Damaged houses were situated on riverbanks and even on tank beds

Top soil eroded in large extents of cultivated land and damaged the road and bridge




Nature’s fury: Temporary hutments and semi permanent houses on river banks suffer damages.

ADILABAD: The location of areas that were ravaged by floods earlier this week in Adilabad once again bring home the fact that there is a need to curb unauthorized and haphazard ‘colonisation’. Almost all the houses in urban areas that were damaged were situated on riverbanks and sometimes even on tank beds.

Another fact that has emerged is the obliteration of the course of some old streams and rivers that apparently resulted in over spilling of river banks and sometimes even in change of the course itself.
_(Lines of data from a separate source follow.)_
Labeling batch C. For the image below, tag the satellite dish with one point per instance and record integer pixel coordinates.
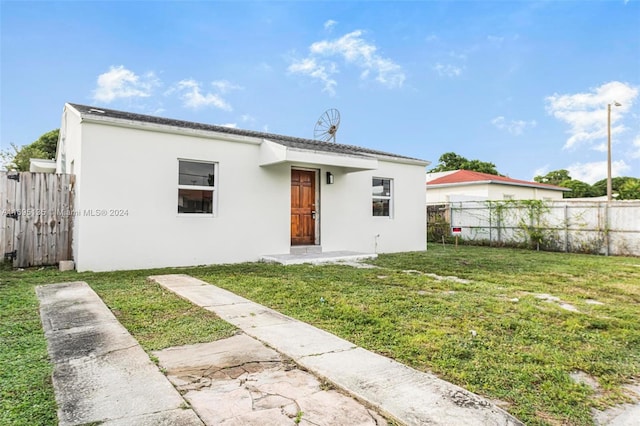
(327, 126)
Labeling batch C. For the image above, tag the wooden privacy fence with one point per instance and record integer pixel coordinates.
(36, 219)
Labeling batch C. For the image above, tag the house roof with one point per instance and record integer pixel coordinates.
(468, 177)
(288, 141)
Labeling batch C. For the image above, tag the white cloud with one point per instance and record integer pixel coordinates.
(447, 70)
(330, 24)
(586, 113)
(121, 83)
(225, 86)
(515, 127)
(193, 97)
(595, 171)
(353, 50)
(310, 67)
(495, 39)
(635, 153)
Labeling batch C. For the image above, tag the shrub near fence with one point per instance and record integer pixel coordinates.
(36, 218)
(596, 227)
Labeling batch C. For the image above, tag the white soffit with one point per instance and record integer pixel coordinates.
(272, 153)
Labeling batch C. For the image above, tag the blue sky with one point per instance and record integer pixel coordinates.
(522, 84)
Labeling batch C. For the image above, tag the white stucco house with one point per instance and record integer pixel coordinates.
(155, 192)
(466, 185)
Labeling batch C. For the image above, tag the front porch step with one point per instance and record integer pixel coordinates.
(305, 249)
(316, 258)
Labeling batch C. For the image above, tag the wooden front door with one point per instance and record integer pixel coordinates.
(303, 207)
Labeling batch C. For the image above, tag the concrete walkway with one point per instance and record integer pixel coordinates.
(240, 381)
(101, 374)
(395, 390)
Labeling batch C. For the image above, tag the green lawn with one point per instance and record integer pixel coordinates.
(486, 330)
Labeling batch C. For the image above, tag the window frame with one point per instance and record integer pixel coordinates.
(210, 188)
(383, 197)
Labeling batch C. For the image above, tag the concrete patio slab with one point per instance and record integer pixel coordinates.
(101, 374)
(317, 258)
(397, 391)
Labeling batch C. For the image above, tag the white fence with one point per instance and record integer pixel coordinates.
(596, 227)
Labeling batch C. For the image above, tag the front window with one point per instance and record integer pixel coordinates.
(382, 197)
(196, 187)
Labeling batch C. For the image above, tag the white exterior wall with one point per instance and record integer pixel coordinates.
(347, 222)
(135, 171)
(68, 156)
(488, 191)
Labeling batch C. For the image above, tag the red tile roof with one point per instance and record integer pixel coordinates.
(461, 177)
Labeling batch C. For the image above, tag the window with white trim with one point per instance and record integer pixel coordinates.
(196, 187)
(382, 197)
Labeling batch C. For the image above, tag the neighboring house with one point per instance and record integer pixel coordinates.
(466, 185)
(154, 192)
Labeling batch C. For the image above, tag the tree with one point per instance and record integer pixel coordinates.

This factor also caused inundation of fields on the riverbanks that were recently brought under cultivation.

Dasnapur river, that was the cause of sorrow for hundreds of families in the slums of Adilabad town, and Bangaruguda stream that caused extensive damage to agriculture fields are a couple of examples. While ‘house plotting’ blocked upstream the course of the former, the banks of the latter were eroded due to mining of gravel.

On the fateful nights of August 4 and 5 the rivers came into spate as a result of the cloud burst. “The intensity of rain was an unusual phenomenon. It was a deluge that most of the rivers and streams could not hold,” pointed out Sushil Deshpande, Deputy Executive Engineer, Irrigation.

Waters from a flooding Dasnapur river flattened the temporary and semi-permanent households along its banks. Most of the affected families along its banks in Hanumannagar, Ramnagar, Subhashnagar, Ranadivenagar and Gandhinagar lost valuable items like refrigerators, TVs and even LPG cylinders. The breaching of a water tank at Tantholi so flooded the Bangaruguda vagu that it changed course near the road dam on the Satnala road. In the process it eroded top soil in a large extent of cultivated land and damaged the road and the bridge. The Kolipur slum area that had sprung up four years back on the Bada Talab tank bed looks like it will be partially submerged in the days to come.